Acórdão do Tribunal da Relação de
Évora
Processo:
2622/19.7T8PTM.E1
Relator: MÁRIO BRANCO COELHO
Descritores: ACIDENTE DE TRABALHO
LOCAL DE TRABALHO
Data do Acordão: 10/27/2022
Votação: UNANIMIDADE
Texto Integral: S
Sumário:
1. O art. 8.º n.º 1 da LAT, consagra a teoria do risco económico ou de autoridade, ao considerar acidente de trabalho todo o evento lesivo ocorrido no local e no tempo de trabalho, não exigindo, assim, uma relação de causa e efeito entre o acidente e o trabalho.
2. Estando demonstrado que o sinistrado exercia as funções de empregado polivalente do condomínio, desempenhando funções de porteiro, vigilante e serviço de limpeza, fazendo ainda alguns serviços de manutenção geral do edifício e do espaço envolvente, é acidente de trabalho o ocorrido quando auxiliava trabalhos de colocação de cartaz publicitário no telhado de uma das fracções do edifício.
(Sumário elaborado pelo Relator)
Decisão Texto Integral:
Acordam os Juízes da Secção Social do Tribunal da Relação de Évora:

No Juízo do Trabalho de Portimão, foi participado acidente de trabalho, ocorrido no dia 14.05.2019 ao trabalhador I…, quando desempenhava as funções de porteiro, vigilância e limpeza sob a autoridade e direcção de Condomínio do Prédio Aquazul da Praia da Rocha, a qual não tinha a sua responsabilidade infortunística transferida para qualquer Seguradora.
Infrutífera a tentativa de conciliação, prosseguiram os autos para a fase contenciosa, com o trabalhador – patrocinado pelo Digno Magistrado do Ministério Público – a apresentar a respectiva petição inicial e a empregadora a contestar, sob a seguinte argumentação:
- o acidente deve ser descaracterizado, pois o sinistrado caiu de uma plataforma, quando se encontrava a auxiliar dois trabalhadores que colocavam um painel publicitário numa das fracções do prédio, agindo com negligência grosseira;
- o acidente ocorreu fora do contexto espacial e do âmbito funcional das tarefas exercidas pelo autor;
- e impugnou o modo e as circunstâncias do sinistro, o valor da remuneração auferida, bem como os períodos, natureza e grau de incapacidade.
Procedeu-se ao exame por junta médica, no âmbito do respectivo apenso, onde foi fixada a natureza e as incapacidades do sinistrado.

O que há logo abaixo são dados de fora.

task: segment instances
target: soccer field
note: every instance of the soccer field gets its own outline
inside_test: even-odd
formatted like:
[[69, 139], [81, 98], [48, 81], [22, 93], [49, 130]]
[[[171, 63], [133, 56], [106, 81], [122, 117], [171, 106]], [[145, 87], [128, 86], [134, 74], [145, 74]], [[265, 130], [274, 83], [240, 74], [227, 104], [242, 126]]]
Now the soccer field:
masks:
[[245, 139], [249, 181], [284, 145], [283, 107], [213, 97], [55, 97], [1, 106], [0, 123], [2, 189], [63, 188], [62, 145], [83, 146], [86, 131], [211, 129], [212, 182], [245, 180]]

Realizado o julgamento, a sentença decidiu:
a) julgar o sinistrado, por via do acidente de trabalho ocorrido a 14.05.2019, afectado de:
i. uma Incapacidade Temporária Absoluta (ITA) de 15.05.2019 a 16.10.2019 (155 dias);
ii. a partir de 16.10.2019, data da alta clínica, uma Incapacidade Permanente Parcial (IPP) de 44,0143%;
b) condenar o R. Condomínio do Prédio Aquazul da Praia da Rocha a pagar a pensão anual e vitalícia de € 3.327,48, devida desde 17.10.2019, acrescida dos juros de mora contados à taxa legal de 4%;
c) condenar o R. a pagar a quantia de € 2.210,41, a título de remanescente da indemnização pelas incapacidades temporária, absoluta e parcial, sofridas, acrescida de juros de mora, à taxa legal de 4%, contados sobre cada importância diária desde o dia respectivo em que é devida; e,
d) condenar o R. a pagar a quantia de € 88,25, relativa a despesas decorrentes do acidente (médicas, medicamentosas e de tratamentos), acrescida de juros de mora, à taxa anual de 4%, contados desde a data da notificação para contestar e até efectivo e integral pagamento.

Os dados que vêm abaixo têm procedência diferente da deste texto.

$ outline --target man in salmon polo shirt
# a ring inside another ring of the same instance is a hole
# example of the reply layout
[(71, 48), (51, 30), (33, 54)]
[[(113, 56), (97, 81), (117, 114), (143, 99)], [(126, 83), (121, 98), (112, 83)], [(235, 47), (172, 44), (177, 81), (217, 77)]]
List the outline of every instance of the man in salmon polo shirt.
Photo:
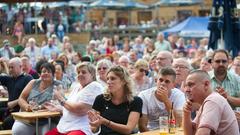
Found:
[[(207, 72), (196, 70), (186, 79), (187, 102), (183, 108), (184, 135), (239, 135), (235, 114), (227, 100), (211, 89)], [(192, 104), (201, 104), (191, 120)]]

Inconformado, o R. recorre e conclui:
I. Vem o presente recurso interposto da sentença pelo qual o tribunal a quo julgou procedente a acção emergente de acidente de trabalho.
II. O Apelante não se conforma com a decisão.

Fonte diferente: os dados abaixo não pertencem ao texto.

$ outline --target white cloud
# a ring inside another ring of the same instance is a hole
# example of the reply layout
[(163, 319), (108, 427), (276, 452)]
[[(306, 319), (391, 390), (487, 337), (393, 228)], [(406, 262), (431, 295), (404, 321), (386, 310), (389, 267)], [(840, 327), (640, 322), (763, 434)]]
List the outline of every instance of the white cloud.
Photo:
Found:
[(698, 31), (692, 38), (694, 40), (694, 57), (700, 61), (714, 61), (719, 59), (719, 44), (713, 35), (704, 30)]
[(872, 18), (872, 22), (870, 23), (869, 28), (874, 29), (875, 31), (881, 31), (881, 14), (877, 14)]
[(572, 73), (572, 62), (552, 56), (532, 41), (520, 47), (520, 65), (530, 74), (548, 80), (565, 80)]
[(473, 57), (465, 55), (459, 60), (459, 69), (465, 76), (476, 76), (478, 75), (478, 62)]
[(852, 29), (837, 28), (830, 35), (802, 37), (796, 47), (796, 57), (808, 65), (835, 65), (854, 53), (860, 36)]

III. Por um lado, o Apelante entende que os factos foram julgados incorrectamente, face à produção de prova realizada em sede de audiência de discussão e de julgamento.
IV. Por outro lado, considera que mesmo dos factos julgados provados, mas também não provados, a conclusão teria de ser diversa: a de que o Sinistrado não sofreu um acidente que possa ser qualificado como de trabalho.
V. É que dos factos provados resulta, mormente do facto provado n.º 6, que o trabalhador caiu do telhado do edifício.
VI. Porém, quer da inspecção ao local – bem assim, do registo fotográfico junto aos autos – quer da prestação das declarações da legal represente do Apelante, foi possível retirar que o telhado de que caiu o Sinistrado não pertence ao condomínio.
VII. Na verdade, o Sinistrado caiu de um telhado de chapa, que serve de cobertura a um Anexo que está afecto à fracção autónoma onde está inserido o “Restaurante Mira”.
VIII. Anexo, esse, construído pelo próprio dono do restaurante.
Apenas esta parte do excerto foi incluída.